Learning Objectives
From today’s class, students are anticipated to be able to:
- Recognize how to manipulate data through a variety of tibble joins such as:
- Mutating joins:
left_join()
,right_join()
,full_join()
,anti_join()
- Filtering joins:
semi_join()
,anti_join()
- Mutating joins:
- Perform binding:
bind_rows()
,bind_cols()
- Join more than 2 tibbles
- Join based on multiple conditions
- Perform set operations on data:
intersect()
,union()
,setdiff()
- Join tibbles with different types of variables
Resources
Video lecture:
Demonstration .Rmd file:
Other resources, in addition to the notes below:
- Two-table verbs vignette
- Jenny’s Join Cheatsheet for a quick reference to joins.

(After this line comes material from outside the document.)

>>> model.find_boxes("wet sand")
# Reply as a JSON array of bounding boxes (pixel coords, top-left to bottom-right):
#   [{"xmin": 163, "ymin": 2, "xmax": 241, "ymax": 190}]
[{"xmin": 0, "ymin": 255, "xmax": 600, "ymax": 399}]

- Relational Data chapter in “R for Data Science”.
- dplyr cheatsheet
Overview of join functions
Note: In order to merge two tibbles, you need to have an identifier variable that has unique values for every row of observations in both tibbles.

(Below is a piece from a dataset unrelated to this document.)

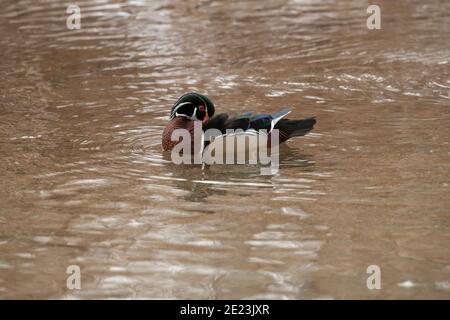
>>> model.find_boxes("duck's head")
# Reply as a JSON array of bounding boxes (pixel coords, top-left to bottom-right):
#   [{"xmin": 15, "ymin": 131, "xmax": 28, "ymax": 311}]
[{"xmin": 170, "ymin": 92, "xmax": 215, "ymax": 122}]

Create two sample tibbles:
# First tibble
df1 <- tibble(ID = 1:3,
Name = c("Sophie", "Josh","Alex"))
# Second tibble
df2 <- tibble(ID = 2:4,
Age = c(20,50,31))
Mutating joins
Join matching rows from df2 to df1
left_join(df1, df2, by = "ID")
## # A tibble: 3 x 3
## ID Name Age
## <int> <chr> <dbl>
## 1 1 Sophie NA
## 2 2 Josh 20
## 3 3 Alex 50
Join matching rows from df1 to df2
right_join(df1, df2, by = "ID")
## # A tibble: 3 x 3
## ID Name Age
## <int> <chr> <dbl>
## 1 2 Josh 20
## 2 3 Alex 50
## 3 4 <NA> 31
Retain only rows present in both sets
inner_join(df1, df2, by = "ID")
## # A tibble: 2 x 3
## ID Name Age
## <int> <chr> <dbl>
## 1 2 Josh 20
## 2 3 Alex 50
Retain all values, all rows
full_join(df1, df2, by = "ID")
## # A tibble: 4 x 3
## ID Name Age
## <int> <chr> <dbl>
## 1 1 Sophie NA
## 2 2 Josh 20
## 3 3 Alex 50
## 4 4 <NA> 31
Filtering joins
Retain all rows in df1 that have a match in df2
semi_join(df1, df2, by = "ID")
## # A tibble: 2 x 2
## ID Name
## <int> <chr>
## 1 2 Josh
## 2 3 Alex
Retain all rows in df1 that do not have a match in df2
anti_join(df1, df2, by = "ID")
## # A tibble: 1 x 2
## ID Name
## <int> <chr>
## 1 1 Sophie
Binding
Append df2 to df1 as new rows
bind_rows(df1, df2)
## # A tibble: 6 x 3
## ID Name Age
## <int> <chr> <dbl>
## 1 1 Sophie NA
## 2 2 Josh NA
## 3 3 Alex NA
## 4 2 <NA> 20
## 5 3 <NA> 50
## 6 4 <NA> 31
Append df2 to df1 as new columns
bind_cols(df1, df2)
## New names:
## * ID -> ID...1
## * ID -> ID...3
## # A tibble: 3 x 4
## ID...1 Name ID...3 Age
## <int> <chr> <int> <dbl>
## 1 1 Sophie 2 20
## 2 2 Josh 3 50
## 3 3 Alex 4 31
Joining multiple (>2) tibbles
Create a third tibble
df3 <- tibble(ID = 1:5,
Height = c(175,167,190,155,160))
Use piping operator (%>%) to layer multiple join functions
full_join(df1, df2, by = "ID") %>%
full_join(df3, by = "ID")
## # A tibble: 5 x 4
## ID Name Age Height
## <int> <chr> <dbl> <dbl>
## 1 1 Sophie NA 175
## 2 2 Josh 20 167
## 3 3 Alex 50 190
## 4 4 <NA> 31 155
## 5 5 <NA> NA 160
Joining tibbles on multiple conditions
Create two new tibbles df4 and df5
df4 <- tibble(FirstName = c("Sophie", "Josh","Alex"),
LastName=c("Wang","Smith","Smith"),
Age = c(42,20,50))
df5 <- tibble(First_name = c("Josh","Alex","Sophie"),
Last_name=c("Smith","Smith","Jones"),
Height = c(167,190,155))
full_join(df4, df5, by = c("FirstName" = "First_name", "LastName" = "Last_name"))
## # A tibble: 4 x 4
## FirstName LastName Age Height
## <chr> <chr> <dbl> <dbl>
## 1 Sophie Wang 42 NA
## 2 Josh Smith 20 167
## 3 Alex Smith 50 190
## 4 Sophie Jones NA 155
What if you did not realize that multiple people shared the same Last Name?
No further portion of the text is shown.